We show that the Empirical Brown's method (EBM) outperforms Fisher's method as well as alternative approaches for combining dependent P-values using both noisy simulated data and gene expression data from The Cancer Genome Atlas.
The Empirical Brown's method is available in Python, R, and MATLAB and can be obtained from https://github.com/IlyaLab/CombiningDependentPvalues UsingEBM The R code is also available as a Bioconductor package from https://www.bioconductor.org/packages/devel/bioc/html/EmpiricalBrownsMethod.html
Theo.Knijnenburg@systemsbiology.org
Supplementary data are available at Bioinformatics online.
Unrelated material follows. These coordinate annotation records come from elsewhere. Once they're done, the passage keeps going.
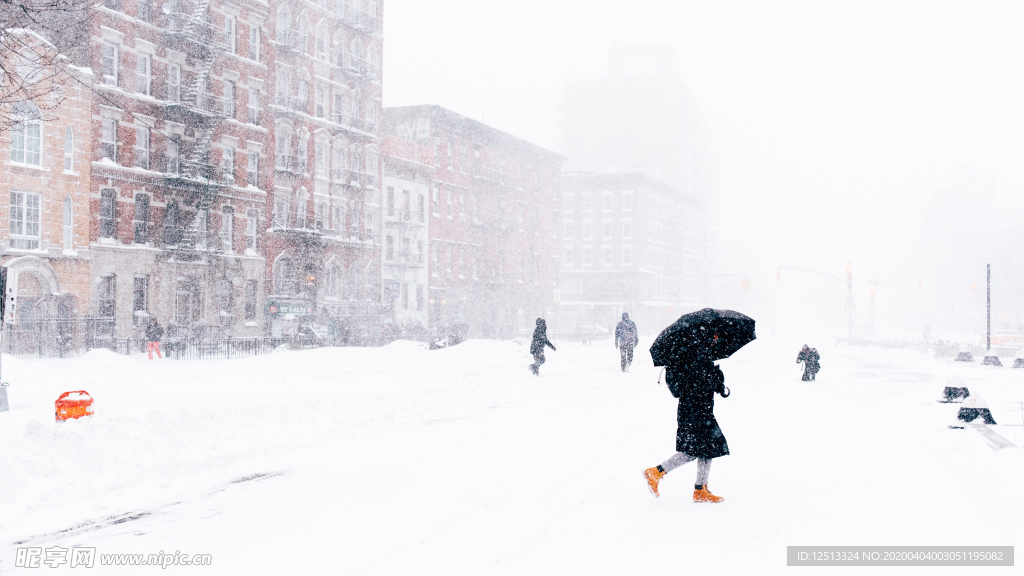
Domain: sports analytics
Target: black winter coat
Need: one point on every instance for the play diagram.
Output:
(694, 385)
(540, 340)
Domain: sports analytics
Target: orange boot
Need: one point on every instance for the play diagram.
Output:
(704, 495)
(653, 476)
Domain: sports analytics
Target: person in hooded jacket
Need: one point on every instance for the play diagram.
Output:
(626, 339)
(810, 359)
(537, 346)
(694, 382)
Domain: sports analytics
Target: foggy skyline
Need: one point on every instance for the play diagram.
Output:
(850, 113)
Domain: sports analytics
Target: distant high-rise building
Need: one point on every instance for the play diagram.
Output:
(641, 118)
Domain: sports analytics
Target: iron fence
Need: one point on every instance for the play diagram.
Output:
(62, 337)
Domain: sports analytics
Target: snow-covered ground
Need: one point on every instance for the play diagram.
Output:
(399, 460)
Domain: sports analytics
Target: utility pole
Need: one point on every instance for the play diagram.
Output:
(849, 297)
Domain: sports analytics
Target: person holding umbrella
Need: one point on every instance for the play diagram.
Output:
(537, 345)
(810, 359)
(687, 350)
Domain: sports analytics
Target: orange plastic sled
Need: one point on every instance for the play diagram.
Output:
(74, 405)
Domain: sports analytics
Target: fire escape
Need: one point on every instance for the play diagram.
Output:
(192, 175)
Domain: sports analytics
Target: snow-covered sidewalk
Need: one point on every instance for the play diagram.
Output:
(399, 460)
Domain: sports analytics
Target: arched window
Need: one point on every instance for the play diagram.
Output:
(69, 150)
(283, 25)
(321, 46)
(284, 277)
(26, 134)
(68, 223)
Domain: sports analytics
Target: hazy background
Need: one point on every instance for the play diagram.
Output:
(836, 124)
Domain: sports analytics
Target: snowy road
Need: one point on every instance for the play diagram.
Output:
(399, 460)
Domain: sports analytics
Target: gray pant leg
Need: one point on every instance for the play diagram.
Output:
(677, 459)
(704, 468)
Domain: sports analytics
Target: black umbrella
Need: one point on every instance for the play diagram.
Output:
(694, 334)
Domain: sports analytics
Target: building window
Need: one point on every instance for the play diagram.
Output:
(226, 301)
(108, 295)
(229, 98)
(25, 220)
(252, 290)
(69, 220)
(229, 33)
(141, 222)
(140, 300)
(254, 43)
(26, 134)
(142, 74)
(142, 148)
(227, 229)
(109, 139)
(69, 150)
(108, 213)
(110, 65)
(173, 83)
(227, 164)
(252, 169)
(187, 303)
(251, 219)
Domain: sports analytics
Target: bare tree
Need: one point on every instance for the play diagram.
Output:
(32, 69)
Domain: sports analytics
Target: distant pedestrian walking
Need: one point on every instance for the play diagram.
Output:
(153, 333)
(697, 436)
(626, 340)
(810, 359)
(537, 346)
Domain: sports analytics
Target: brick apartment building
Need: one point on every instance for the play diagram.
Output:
(227, 177)
(45, 175)
(408, 171)
(494, 214)
(324, 243)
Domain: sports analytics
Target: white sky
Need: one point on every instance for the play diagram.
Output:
(834, 120)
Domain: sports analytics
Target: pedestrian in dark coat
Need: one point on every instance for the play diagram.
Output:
(697, 436)
(153, 333)
(537, 345)
(810, 359)
(626, 340)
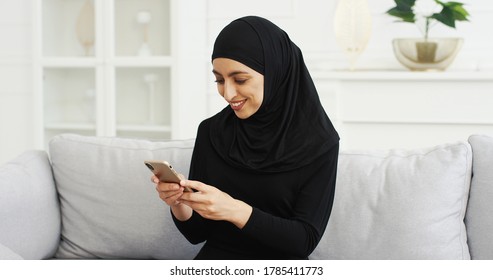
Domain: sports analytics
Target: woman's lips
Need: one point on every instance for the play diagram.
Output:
(237, 105)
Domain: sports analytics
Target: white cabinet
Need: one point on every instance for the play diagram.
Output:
(403, 109)
(109, 68)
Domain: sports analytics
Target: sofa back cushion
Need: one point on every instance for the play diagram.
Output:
(110, 208)
(29, 210)
(479, 217)
(400, 204)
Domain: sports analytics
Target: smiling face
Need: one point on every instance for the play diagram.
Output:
(241, 86)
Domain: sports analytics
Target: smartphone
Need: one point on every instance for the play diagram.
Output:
(164, 171)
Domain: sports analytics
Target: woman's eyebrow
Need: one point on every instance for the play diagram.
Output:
(231, 73)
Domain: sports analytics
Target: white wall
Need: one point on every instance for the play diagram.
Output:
(16, 107)
(309, 23)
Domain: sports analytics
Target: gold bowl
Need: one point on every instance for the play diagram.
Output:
(432, 54)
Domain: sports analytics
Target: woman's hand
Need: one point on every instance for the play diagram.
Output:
(213, 204)
(170, 193)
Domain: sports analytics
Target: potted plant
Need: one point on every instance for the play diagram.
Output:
(428, 53)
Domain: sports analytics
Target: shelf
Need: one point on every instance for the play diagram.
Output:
(151, 61)
(144, 128)
(85, 62)
(70, 126)
(69, 62)
(382, 75)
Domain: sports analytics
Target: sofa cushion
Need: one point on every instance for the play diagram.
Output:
(7, 254)
(479, 218)
(29, 211)
(400, 204)
(110, 208)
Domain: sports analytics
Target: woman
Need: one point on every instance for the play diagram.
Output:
(264, 168)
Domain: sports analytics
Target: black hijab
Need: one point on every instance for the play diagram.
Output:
(291, 128)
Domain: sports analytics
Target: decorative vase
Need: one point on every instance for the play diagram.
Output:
(352, 27)
(432, 54)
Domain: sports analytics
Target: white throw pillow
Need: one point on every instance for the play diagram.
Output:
(110, 208)
(29, 210)
(400, 204)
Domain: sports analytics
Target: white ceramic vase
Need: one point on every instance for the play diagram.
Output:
(352, 27)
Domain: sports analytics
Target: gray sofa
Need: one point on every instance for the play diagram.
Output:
(91, 197)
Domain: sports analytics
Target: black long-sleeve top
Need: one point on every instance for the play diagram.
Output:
(290, 209)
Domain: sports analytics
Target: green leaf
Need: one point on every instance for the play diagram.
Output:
(406, 16)
(446, 16)
(405, 4)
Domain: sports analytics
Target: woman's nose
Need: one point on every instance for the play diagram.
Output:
(229, 92)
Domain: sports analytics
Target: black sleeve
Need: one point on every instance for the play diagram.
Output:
(299, 235)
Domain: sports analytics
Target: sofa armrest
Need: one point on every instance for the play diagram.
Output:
(29, 208)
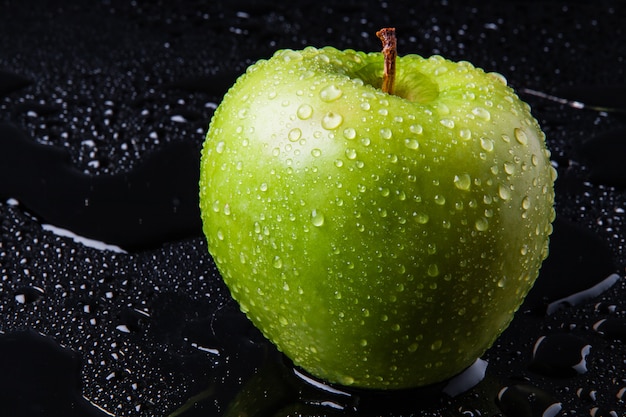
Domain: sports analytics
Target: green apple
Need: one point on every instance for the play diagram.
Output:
(378, 240)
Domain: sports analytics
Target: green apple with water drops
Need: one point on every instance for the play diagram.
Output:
(378, 239)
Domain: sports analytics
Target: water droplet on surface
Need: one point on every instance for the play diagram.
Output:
(482, 224)
(351, 153)
(462, 182)
(304, 112)
(465, 134)
(449, 123)
(349, 133)
(509, 168)
(486, 144)
(330, 93)
(504, 192)
(482, 113)
(331, 120)
(294, 134)
(411, 143)
(317, 218)
(520, 136)
(417, 129)
(421, 218)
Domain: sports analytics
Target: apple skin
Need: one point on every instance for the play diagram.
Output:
(380, 241)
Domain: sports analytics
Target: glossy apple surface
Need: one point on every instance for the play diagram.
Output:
(380, 241)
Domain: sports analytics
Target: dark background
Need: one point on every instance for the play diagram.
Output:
(103, 110)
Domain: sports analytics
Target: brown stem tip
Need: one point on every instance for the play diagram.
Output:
(390, 52)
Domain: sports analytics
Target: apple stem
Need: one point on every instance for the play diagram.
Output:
(390, 52)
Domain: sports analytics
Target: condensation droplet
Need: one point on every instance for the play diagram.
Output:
(294, 134)
(486, 144)
(411, 143)
(449, 123)
(509, 168)
(304, 112)
(520, 135)
(351, 153)
(504, 192)
(330, 93)
(465, 134)
(386, 133)
(462, 181)
(349, 133)
(331, 120)
(421, 218)
(481, 224)
(417, 129)
(317, 218)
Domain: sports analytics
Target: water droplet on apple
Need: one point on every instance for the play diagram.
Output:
(504, 192)
(421, 218)
(242, 114)
(411, 143)
(331, 120)
(417, 129)
(349, 133)
(330, 93)
(520, 135)
(304, 112)
(482, 113)
(482, 224)
(449, 123)
(294, 134)
(317, 218)
(462, 181)
(534, 159)
(465, 134)
(498, 77)
(486, 144)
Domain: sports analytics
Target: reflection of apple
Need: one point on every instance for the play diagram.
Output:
(379, 240)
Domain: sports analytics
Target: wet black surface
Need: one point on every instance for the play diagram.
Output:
(103, 110)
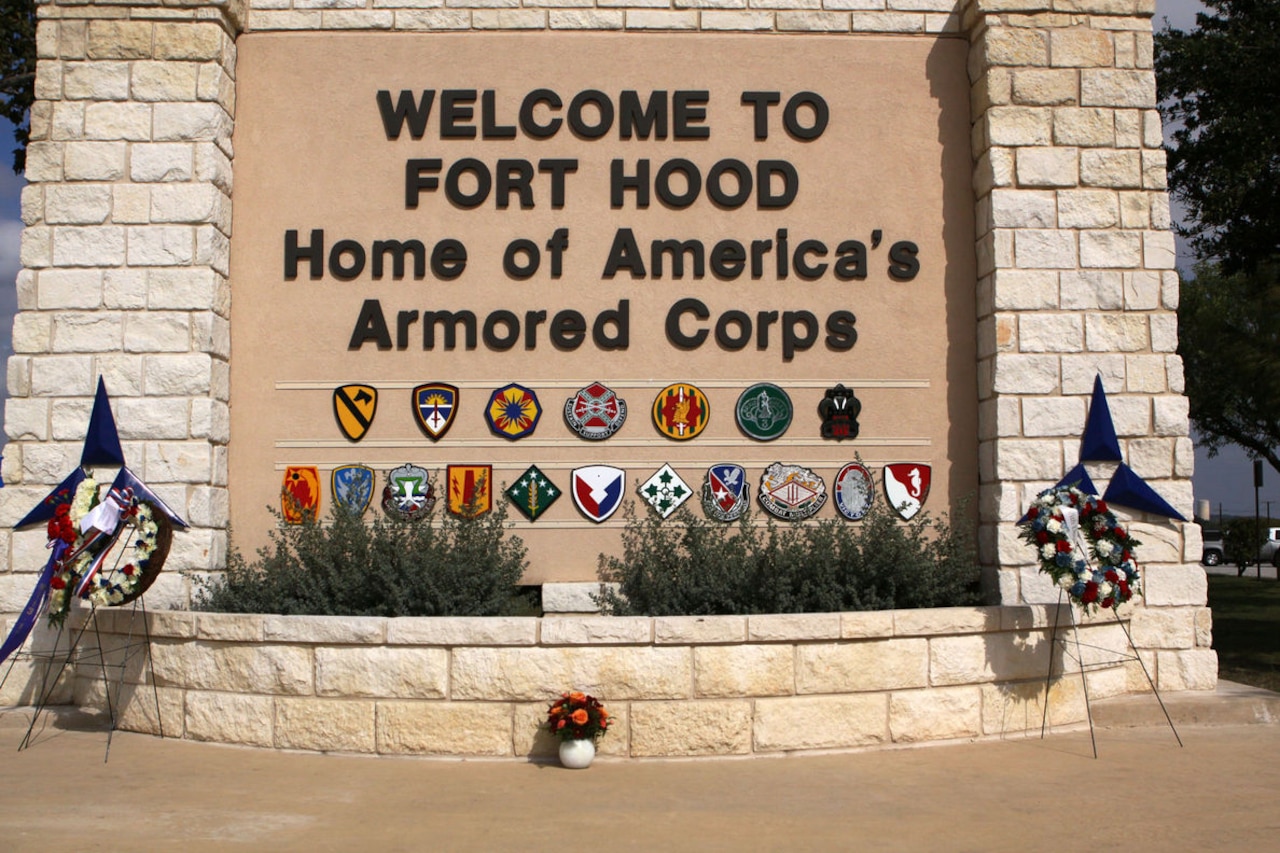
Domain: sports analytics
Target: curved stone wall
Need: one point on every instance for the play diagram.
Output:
(690, 685)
在生物信息学中,合并多个统计检验的P值是一项常见操作。然而,对于相关的P值,此过程并非易事。在此,我们讨论一种对布朗方法(费舍尔方法的扩展)的经验性调整,用于合并相关的P值,该方法适用于高通量生物学中发现的大型相关数据集。
我们表明,经验性布朗方法(EBM)在使用噪声模拟数据和来自癌症基因组图谱的基因表达数据合并相关P值时,优于费舍尔方法以及其他替代方法。
经验性布朗方法在Python、R和MATLAB中可用,可从https://github.com/IlyaLab/CombiningDependentPvaluesUsingEBM获取。R代码也可作为一个生物导体包从https://www.bioconductor.org/packages/devel/bioc/html/EmpiricalBrownsMethod.html获取。
Theo.Knijnenburg@systemsbiology.org
补充数据可在《生物信息学》在线获取。